DNA Origami versus protein VLP
Recent work by Romanov et al., (2026) highlights the development of the “d40-30mer,” a DNA origami molecule designed to display 30 copies of the eOD-GT8 antigen. While this structure elicits antibody titers ten times higher than the eOD-GT8 monomer with minimal anti-DNA antibody response, it initially trailed behind the clinical protein nanoparticle (p60mer) in priming germinal center (GC) activity.
Romanov and team (2026) initially compared the d40-30mer to the clinical protein nanoparticle p60mer, noting that the d40-30mer was less efficient in fully priming GC activity. To address this, the group developed three additional DNA-VLP with alternative epitope densities (see Figure 2). The d30-60mer version proved superior and was further optimized by incorporating a synthetic T cell epitope (d30-60mer-PADRE). This optimized version generated three times as many GC B cells than p60mer and demonstrated a significantly higher ratio of epitope-specific versus scaffold-specific GC B cells. Most importantly, it was more effective at priming and expanding rare bnAb precursor GC B cells.
Figure 2: Depicted are four types of engineered nanoparticles designed for HIV vaccine research, specifically focusing on the display of the eOD-GT8 (engineered Outer Domain-Germline Targeting) immunogen (Image credit: Romanov et al., (2026))
While further research is needed to determine the clinical superiority and optimal administration of these DNA-VLPs, these results are a strong indicator for future promise.

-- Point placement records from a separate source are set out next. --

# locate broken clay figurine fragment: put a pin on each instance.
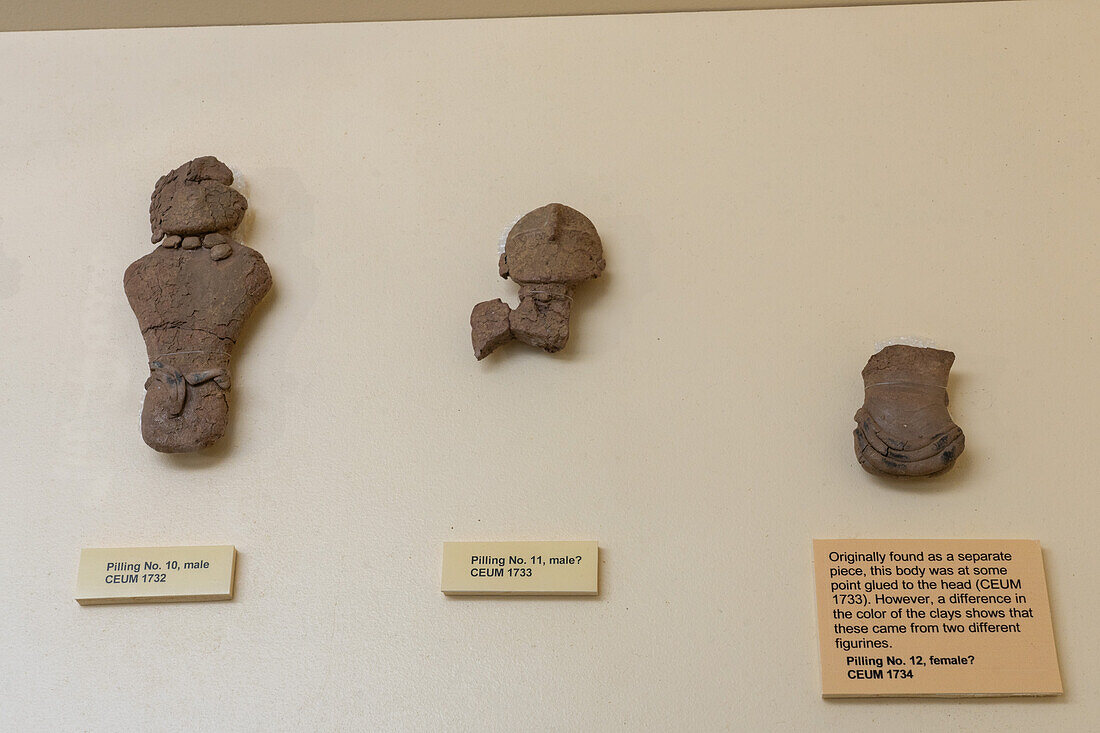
(547, 252)
(903, 427)
(191, 296)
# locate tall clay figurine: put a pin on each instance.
(547, 252)
(191, 296)
(903, 427)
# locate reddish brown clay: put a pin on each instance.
(547, 252)
(903, 427)
(191, 296)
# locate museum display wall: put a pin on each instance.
(778, 195)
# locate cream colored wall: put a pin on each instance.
(62, 14)
(777, 193)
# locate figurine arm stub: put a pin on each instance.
(490, 327)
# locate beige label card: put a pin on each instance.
(155, 575)
(946, 617)
(541, 568)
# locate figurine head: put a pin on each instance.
(196, 198)
(552, 244)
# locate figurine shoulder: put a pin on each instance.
(138, 269)
(257, 274)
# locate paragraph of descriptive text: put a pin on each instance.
(934, 617)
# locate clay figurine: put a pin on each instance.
(903, 427)
(191, 296)
(547, 252)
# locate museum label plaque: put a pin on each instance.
(155, 575)
(934, 617)
(529, 568)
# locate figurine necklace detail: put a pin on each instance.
(191, 296)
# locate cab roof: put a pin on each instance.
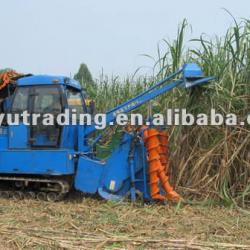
(48, 80)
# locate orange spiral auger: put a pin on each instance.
(7, 78)
(156, 145)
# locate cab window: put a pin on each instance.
(75, 101)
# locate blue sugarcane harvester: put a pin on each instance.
(47, 162)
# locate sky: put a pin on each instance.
(55, 36)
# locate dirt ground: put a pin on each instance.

Companies Currently Developing or Offering DNA Origami Products
DoriNano: Founded in 2022 as a Harvard Wyss Institute spin-out, this Boston-based company develops immunotherapies using a square-block DNA origami platform for the simultaneous delivery of antigens and CpG oligonucleotides. Their current pipeline includes:
- DoriVac-101: for Head and Neck Squamous Cell Carcinoma.
- DoriVac-102: for High-Grade Serous Ovarian Cancer.

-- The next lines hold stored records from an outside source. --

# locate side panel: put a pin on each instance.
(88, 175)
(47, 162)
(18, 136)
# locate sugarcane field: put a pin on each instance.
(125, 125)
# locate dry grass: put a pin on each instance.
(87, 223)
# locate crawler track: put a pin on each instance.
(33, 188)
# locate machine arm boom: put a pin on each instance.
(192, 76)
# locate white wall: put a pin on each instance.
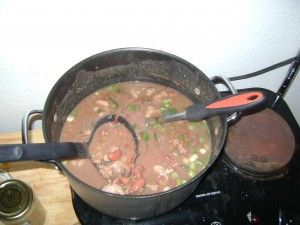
(40, 40)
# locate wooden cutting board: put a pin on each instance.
(49, 185)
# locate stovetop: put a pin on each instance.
(225, 196)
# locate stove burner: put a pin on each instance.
(260, 144)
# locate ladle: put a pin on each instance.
(233, 103)
(59, 150)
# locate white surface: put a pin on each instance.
(40, 40)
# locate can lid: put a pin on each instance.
(16, 197)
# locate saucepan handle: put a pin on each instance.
(25, 122)
(224, 80)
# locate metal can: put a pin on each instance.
(18, 204)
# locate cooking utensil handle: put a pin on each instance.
(224, 80)
(233, 103)
(25, 120)
(39, 151)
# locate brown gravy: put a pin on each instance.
(169, 154)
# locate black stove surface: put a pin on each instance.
(225, 196)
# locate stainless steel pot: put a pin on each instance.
(130, 64)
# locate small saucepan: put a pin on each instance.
(121, 65)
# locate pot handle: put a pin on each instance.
(224, 80)
(25, 120)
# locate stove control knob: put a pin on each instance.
(288, 217)
(253, 219)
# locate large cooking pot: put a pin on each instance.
(130, 64)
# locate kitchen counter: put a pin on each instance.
(50, 185)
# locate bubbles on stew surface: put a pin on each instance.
(169, 154)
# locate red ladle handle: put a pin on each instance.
(233, 103)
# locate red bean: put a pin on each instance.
(125, 180)
(138, 185)
(137, 172)
(114, 156)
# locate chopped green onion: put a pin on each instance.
(155, 136)
(178, 182)
(174, 175)
(199, 162)
(114, 104)
(132, 107)
(170, 111)
(201, 139)
(181, 137)
(207, 158)
(192, 166)
(166, 101)
(193, 149)
(145, 136)
(192, 173)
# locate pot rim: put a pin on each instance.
(135, 49)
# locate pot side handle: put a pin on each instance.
(224, 80)
(25, 121)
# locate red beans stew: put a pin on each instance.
(169, 154)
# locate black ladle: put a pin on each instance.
(59, 150)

GATTAquant: Headquartered in Munich, Germany and founded in 2014 from the Technical University of Braunschweig, GATTAquant specializes in DNA origami-based nanorulers for super-resolution microscopy:
- GATTA-SIM NANORULER: 120 to 160nm range developed for Structured Illumination Microscopy (SIM).
- GATTA-STED NANORULER: 50 to 120nm range developed for Stimulated Emission Depletion (STED) microscopy.
- GATTA-CONFOCAL NANORULER: 350nm size and available with multiple colored fluorophores developed for standard confocal microscopy.
Plectonic Biotech: A Munich-based company founded in 2023, Plectonic utilizes DNA origami to create a synthetic antibody carrier platform. Their current focus is on “LOGIBODY” (LOGIc-gated AntiBODY) technology, with research programs targeting hematologic cancers and solid tumors.
References
Bannard and Howarth, A double helix twist in HIV vaccine design. (2026) Science, Feb 5;391(6785):553-554.
Romanov et al., DNA origami vaccines program antigen-focused germinal centers. (2026) Science, Feb 5;391(6785):eadx6291. doi: 10.1126/science.adx6291. Epub 2026 Feb 5.
Zhan et al., Recent Advances in DNA Origami-Engineered Nanomaterials and Applications. (2023) Chem Rev, Apr 12;123(7):3976-4050.